Neuroinflammation and the Vagal Off-Switch: What Microglia Have to Do With Brain Fog
When a client describes brain fog, unrefreshing sleep, low mood, and a body that feels "sick without being sick," the most useful frame is often neuroinflammation. It is one of the largest content gaps in patient-facing education despite being central to nearly every chronic condition in the intake data — long COVID, ME/CFS, chronic pain, depression, autoimmune disease. And it connects directly to the vagus nerve, which is why it belongs in a practitioner's toolkit.
The Brain's Resident Immune Cells
Microglia are the immune cells of the central nervous system. In their resting state they surveil, prune synapses, and support neurons. When they detect a threat — infection, injury, systemic inflammation, chronic stress — they shift to an activated state, releasing inflammatory cytokines. This is protective in the short term. The problem is when they fail to stand down and settle into chronic low-grade activation.
Chronically activated microglia degrade the very tissue they are meant to protect: they impair synaptic function, disrupt neurotransmitter metabolism (notably shunting tryptophan away from serotonin toward the kynurenine pathway), reduce neuroplasticity, and raise the metabolic cost of normal neural activity. The felt result is exactly the symptom cluster clients report — fog, fatigue, anhedonia, and hypersensitivity.
How Body Inflammation Reaches the Brain
Peripheral inflammation communicates with the brain through several routes, and the vagus is a key one. Vagal afferents act as an inflammation sensor: they detect cytokines in the periphery and relay that signal to the brainstem, which can then generate "sickness behavior" — the withdrawal, fatigue, and cognitive slowing that normally accompany fighting an infection. When peripheral inflammation is chronic, this sickness signal never turns off.
The Cholinergic Anti-Inflammatory Pathway
Here is why the vagus is not just a sensor but a treatment target. The efferent vagus drives the cholinergic anti-inflammatory pathway: acetylcholine released onto immune cells suppresses pro-inflammatory cytokine production. A well-toned vagus actively dampens inflammation; a poorly toned one lets it run. This is the mechanistic basis for vagus nerve stimulation as an anti-inflammatory intervention, and it applies centrally as well as peripherally.

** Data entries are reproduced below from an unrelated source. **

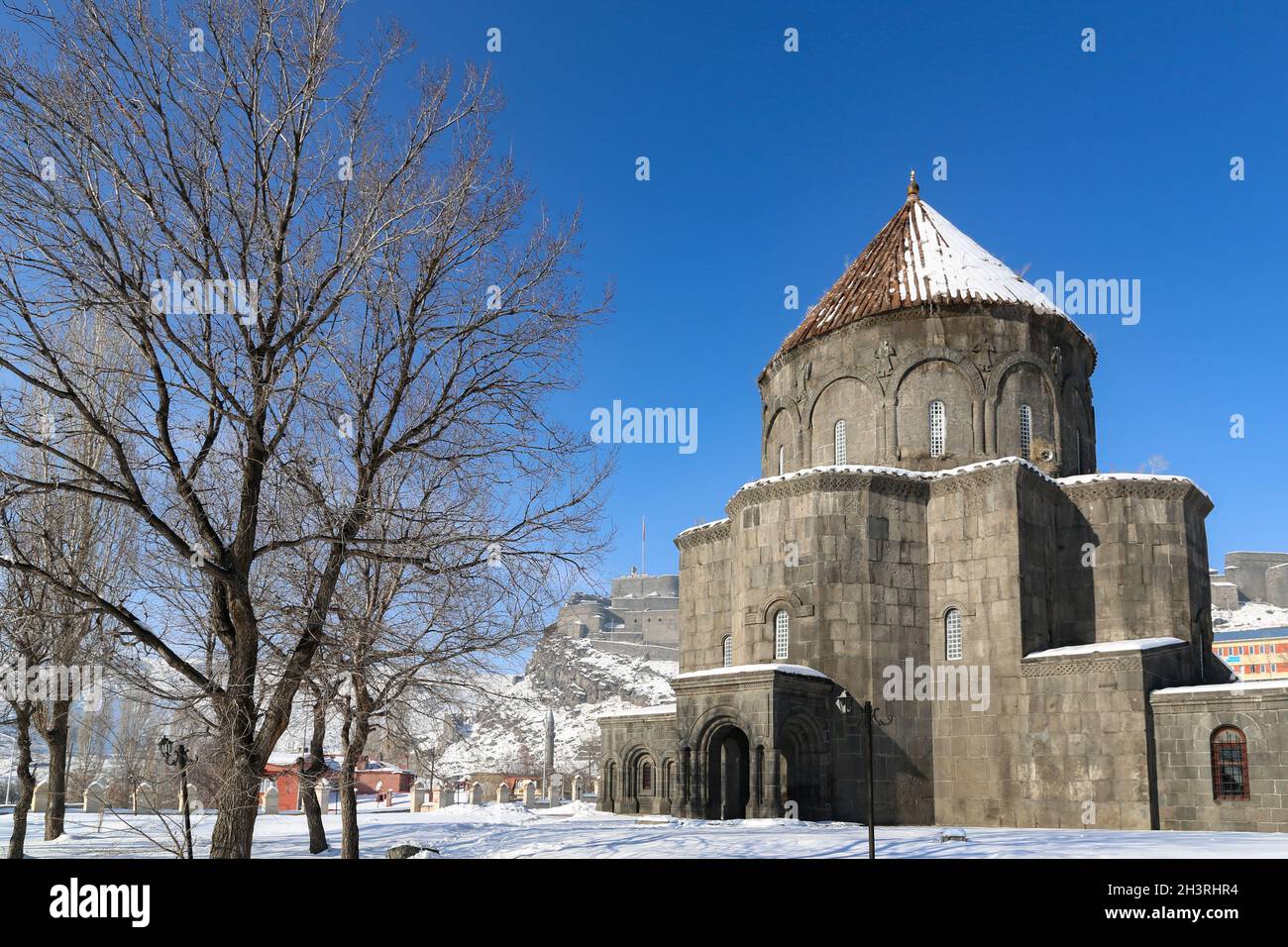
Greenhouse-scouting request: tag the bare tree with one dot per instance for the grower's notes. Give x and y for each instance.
(308, 290)
(17, 609)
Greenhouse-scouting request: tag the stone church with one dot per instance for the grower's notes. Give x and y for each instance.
(928, 534)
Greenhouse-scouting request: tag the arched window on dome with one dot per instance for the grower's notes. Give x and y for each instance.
(781, 622)
(938, 428)
(1025, 432)
(1229, 764)
(953, 634)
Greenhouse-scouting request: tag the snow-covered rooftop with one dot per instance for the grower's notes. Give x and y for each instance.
(965, 470)
(1233, 686)
(918, 257)
(1104, 647)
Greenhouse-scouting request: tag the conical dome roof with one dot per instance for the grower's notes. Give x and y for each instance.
(917, 258)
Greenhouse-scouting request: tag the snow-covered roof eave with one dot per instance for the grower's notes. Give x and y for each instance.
(1104, 647)
(969, 468)
(799, 671)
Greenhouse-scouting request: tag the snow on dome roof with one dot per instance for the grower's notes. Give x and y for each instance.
(918, 257)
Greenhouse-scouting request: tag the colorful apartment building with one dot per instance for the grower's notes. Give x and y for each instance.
(1254, 655)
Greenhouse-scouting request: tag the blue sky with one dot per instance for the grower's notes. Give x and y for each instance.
(773, 167)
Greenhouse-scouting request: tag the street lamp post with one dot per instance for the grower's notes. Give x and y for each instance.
(176, 755)
(870, 714)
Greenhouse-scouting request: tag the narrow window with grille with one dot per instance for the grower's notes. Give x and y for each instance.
(938, 429)
(781, 621)
(953, 634)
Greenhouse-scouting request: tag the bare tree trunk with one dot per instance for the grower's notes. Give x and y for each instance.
(26, 784)
(356, 741)
(310, 771)
(237, 802)
(237, 797)
(55, 737)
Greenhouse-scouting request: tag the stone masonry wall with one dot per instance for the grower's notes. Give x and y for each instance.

Practical Levers for Quieting Neuroinflammation
- Vagal tone restoration — breath work, and for stubborn cases non-invasive or focused-ultrasound vagal stimulation, to engage the cholinergic anti-inflammatory pathway.
- Sleep — the glymphatic system clears inflammatory metabolites during deep sleep; without it, microglia stay activated.
- Metabolic support — omega-3 fatty acids (resolvins actively terminate inflammation), and glycemic stability to avoid feeding the fire.
- Address the source — chronic infection, gut permeability, and unresolved autoimmune activity keep the peripheral signal alive; quieting microglia downstream while ignoring the upstream source is a losing battle.
- Photobiomodulation — transcranial near-infrared light has preliminary evidence for shifting microglia toward a resting phenotype and supporting mitochondrial function in neurons.
Clinical takeaway: Brain fog with fatigue and mood change is often neuroinflammation, not a psychological state. The vagus nerve is both the sensor that reports peripheral inflammation and, via the cholinergic anti-inflammatory pathway, one of the few switches that can turn it down. Treat the source, restore vagal tone, protect sleep.
References
- Tracey KJ. "The inflammatory reflex." Nature, 2002;420(6917):853-859.
- Pavlov VA, Tracey KJ. "The vagus nerve and the inflammatory reflex—linking immunity and metabolism." Nature Reviews Endocrinology, 2012;8(12):743-754.
- Dantzer R et al. "From inflammation to sickness and depression: when the immune system subjugates the brain." Nature Reviews Neuroscience, 2008;9(1):46-56.
- Salter MW, Stevens B. "Microglia emerge as central players in brain disease." Nature Medicine, 2017;23(9):1018-1027.